Washington demande formellement à Ottawa d’extrader la directrice financière de Huawei

Le ministère canadien de la Justice a confirmé avoir reçu, de la part des États-Unis, une demande officielle d’extradition de la directrice financière de Huawei Technologies, Meng Wanzhou, poursuivie pour fraude visant à contourner les sanctions contre l’Iran.

Washington disposait d’un délai de 60 jours à compter de l’arrestation de Meng Wanzhou pour agir, soit avant le 30 janvier.

Libérée sous caution le 12 décembre dernier, avec obligation de rester au Canada, Meng Wanzhou doit comparaître ce mardi devant la justice canadienne pour une nouvelle audience sur les conditions de sa remise en liberté sous caution.

Lors d’un point de presse lundi, le procureur général des États-Unis par intérim, Matthew Whitaker, a inculpé Huawei Technologies, dont le siège social est en Chine, trois de ses filiales, Huawei Device, Huawei Device USA et Skycom Tech, ainsi que Meng Wanzhou dans deux dossiers distincts : violation des sanctions contre l’Iran et vol de secrets commerciaux.

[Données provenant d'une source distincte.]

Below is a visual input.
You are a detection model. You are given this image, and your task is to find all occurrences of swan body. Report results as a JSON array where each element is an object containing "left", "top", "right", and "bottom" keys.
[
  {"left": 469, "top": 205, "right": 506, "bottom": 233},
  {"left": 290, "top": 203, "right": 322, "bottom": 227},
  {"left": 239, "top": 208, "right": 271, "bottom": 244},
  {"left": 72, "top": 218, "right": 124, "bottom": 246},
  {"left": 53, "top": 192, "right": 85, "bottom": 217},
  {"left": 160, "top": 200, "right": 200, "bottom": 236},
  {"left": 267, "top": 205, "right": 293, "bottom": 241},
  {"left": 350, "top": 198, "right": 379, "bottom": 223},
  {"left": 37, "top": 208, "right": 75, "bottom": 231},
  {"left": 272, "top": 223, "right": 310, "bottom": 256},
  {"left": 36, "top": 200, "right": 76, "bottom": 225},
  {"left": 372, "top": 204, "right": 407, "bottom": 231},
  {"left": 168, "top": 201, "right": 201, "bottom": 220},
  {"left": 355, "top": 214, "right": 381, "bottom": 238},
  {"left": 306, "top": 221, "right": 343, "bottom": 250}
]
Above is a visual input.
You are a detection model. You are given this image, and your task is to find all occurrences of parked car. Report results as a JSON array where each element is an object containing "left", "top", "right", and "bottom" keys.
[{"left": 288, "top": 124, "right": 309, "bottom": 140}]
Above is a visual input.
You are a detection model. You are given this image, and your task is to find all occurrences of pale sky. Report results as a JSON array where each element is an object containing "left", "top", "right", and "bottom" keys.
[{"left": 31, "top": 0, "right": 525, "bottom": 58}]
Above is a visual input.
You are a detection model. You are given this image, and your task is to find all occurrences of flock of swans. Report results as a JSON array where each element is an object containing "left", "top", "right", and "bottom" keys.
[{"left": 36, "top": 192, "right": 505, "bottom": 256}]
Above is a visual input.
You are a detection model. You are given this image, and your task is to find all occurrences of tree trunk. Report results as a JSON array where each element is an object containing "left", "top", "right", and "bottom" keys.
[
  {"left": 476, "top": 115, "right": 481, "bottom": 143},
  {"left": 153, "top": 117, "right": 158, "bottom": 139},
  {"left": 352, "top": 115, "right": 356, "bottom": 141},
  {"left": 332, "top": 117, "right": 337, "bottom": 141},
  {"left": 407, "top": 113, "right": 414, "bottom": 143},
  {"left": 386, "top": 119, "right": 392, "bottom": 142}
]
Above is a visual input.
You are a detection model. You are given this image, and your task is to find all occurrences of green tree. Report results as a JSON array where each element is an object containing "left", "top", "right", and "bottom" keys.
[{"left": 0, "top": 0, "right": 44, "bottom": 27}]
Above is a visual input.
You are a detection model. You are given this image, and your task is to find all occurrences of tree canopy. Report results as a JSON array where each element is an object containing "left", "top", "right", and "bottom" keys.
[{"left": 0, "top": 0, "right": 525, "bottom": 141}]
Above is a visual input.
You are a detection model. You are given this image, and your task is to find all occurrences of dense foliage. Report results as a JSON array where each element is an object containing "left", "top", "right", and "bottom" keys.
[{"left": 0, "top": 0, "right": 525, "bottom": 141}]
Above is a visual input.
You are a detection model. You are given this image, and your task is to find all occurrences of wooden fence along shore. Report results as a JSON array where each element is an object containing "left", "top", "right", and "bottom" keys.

Au total, Huawei et deux de ses filiales feront face à 23 accusations, dont 13 visent plus précisément Meng Wanzhou.

Les autorités allèguent que Mme Meng et son entreprise ont notamment menti pour contourner les sanctions américaines contre l’Iran et qu’elles auraient comploté pour frauder des institutions bancaires et faire entrave à la justice.